Submitted to: International Genome Sequencing and Analysis Conference
Publication Type: Abstract Only
Publication Acceptance Date: July 6, 2004
Publication Date: September 27, 2004
Citation: Harhay, G.P., Sonstegard, T.S., Clawson, M.L., Smith, T.P. 2004. Database directed full-length cDNA generation from normalized bovine cDNA libraries. International Genome Sequencing and Analysis Conference XVI, Washington, DC. September 27-30, 2004. Poster Abstract #49. Technical Abstract: Full-length cDNA sequences including the 5' untranslated region (UTR), entire coding sequence, and 3' UTR are critically important in producing accurate gene models. Assembly and annotation of the impending bovine genome sequence assembly will benefit greatly from full-length cDNA sequence data. Consequently, we developed a database directed full-length bovine cDNA prediction, sequencing, analysis, and annotation pipeline.

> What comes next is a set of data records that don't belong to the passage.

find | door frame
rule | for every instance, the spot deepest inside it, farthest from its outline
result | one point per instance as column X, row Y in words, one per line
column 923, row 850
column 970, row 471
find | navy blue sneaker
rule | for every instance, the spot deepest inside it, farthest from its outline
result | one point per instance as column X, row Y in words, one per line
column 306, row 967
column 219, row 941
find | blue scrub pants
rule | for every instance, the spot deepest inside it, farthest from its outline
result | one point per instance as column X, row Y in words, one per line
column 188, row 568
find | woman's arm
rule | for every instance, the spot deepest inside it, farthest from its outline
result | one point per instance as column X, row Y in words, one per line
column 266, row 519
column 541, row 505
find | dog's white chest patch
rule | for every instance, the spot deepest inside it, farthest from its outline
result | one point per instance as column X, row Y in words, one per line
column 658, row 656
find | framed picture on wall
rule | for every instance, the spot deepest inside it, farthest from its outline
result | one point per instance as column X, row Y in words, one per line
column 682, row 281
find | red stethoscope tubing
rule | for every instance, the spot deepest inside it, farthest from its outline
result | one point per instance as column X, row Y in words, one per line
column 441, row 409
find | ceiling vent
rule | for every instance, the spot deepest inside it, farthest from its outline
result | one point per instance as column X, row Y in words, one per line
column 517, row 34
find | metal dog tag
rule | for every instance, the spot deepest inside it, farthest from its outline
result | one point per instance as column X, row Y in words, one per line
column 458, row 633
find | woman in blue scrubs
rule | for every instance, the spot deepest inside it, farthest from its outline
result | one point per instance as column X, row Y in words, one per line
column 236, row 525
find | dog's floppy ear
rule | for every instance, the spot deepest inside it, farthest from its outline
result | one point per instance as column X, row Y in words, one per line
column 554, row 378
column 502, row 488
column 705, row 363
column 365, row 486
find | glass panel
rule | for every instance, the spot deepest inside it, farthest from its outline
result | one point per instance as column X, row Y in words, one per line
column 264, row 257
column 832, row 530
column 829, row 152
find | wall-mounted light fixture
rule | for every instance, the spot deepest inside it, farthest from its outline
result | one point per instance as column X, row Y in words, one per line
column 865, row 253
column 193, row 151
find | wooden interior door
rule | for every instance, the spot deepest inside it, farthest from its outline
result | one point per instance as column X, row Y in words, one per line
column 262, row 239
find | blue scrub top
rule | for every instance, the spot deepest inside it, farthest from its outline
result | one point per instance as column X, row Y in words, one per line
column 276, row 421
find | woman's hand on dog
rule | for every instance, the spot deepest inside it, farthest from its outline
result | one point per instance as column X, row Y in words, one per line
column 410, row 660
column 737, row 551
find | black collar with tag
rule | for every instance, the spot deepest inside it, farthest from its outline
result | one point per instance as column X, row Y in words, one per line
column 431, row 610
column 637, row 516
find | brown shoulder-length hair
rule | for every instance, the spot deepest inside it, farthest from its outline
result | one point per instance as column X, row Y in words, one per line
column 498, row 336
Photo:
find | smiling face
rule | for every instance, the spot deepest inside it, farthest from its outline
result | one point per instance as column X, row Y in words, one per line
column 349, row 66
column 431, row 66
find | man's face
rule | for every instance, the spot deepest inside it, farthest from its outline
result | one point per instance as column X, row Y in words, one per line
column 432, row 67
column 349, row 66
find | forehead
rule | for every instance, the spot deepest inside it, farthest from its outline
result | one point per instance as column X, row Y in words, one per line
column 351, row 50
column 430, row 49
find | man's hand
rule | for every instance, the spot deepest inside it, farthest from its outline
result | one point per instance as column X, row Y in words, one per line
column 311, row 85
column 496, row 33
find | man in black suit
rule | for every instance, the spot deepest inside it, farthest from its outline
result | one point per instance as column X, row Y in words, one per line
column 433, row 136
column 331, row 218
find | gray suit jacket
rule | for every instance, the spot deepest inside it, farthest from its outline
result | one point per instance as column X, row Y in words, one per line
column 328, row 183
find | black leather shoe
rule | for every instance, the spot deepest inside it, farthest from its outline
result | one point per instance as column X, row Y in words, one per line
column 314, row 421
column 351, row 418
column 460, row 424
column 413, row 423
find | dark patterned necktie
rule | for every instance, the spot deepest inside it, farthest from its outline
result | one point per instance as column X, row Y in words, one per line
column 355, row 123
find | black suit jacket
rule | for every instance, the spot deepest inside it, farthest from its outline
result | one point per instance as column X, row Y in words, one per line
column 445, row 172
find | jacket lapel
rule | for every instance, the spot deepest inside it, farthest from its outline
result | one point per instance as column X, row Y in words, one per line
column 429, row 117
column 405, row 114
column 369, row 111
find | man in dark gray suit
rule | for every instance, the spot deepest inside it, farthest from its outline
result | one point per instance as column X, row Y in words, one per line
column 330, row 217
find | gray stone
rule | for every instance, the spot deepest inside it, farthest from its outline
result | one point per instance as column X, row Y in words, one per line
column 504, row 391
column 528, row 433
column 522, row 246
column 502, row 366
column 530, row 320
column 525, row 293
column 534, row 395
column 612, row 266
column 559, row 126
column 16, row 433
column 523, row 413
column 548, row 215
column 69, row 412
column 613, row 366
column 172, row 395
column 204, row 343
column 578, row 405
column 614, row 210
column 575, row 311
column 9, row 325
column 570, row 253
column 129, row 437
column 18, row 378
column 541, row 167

To facilitate the economical production of bovine full-length cDNA sequences, EST data produced from normalized cDNA libraries were computationally screened for potential full-length clone candidates via similarity to transcripts in the NCBI RefSeq database. The entire lengths of the candidate clone inserts were sequenced using primer walking and assembled. The pipeline is tolerant to sequencing failures and provides for the simultaneous sequencing of different clones at different walk steps in either walk direction on the same 384-well plate. During the initial stages of clone insert sequencing, walking primer selection and sequence assembly is heavily automated. In the later stages of insert sequencing, the pipeline provides for manual finishing primer selection and sequence analysis. Over 1,000 full-length cDNA are being processed through this pipeline prior to submission to the NCBI FLIC (Full-Length Insert Clone) database.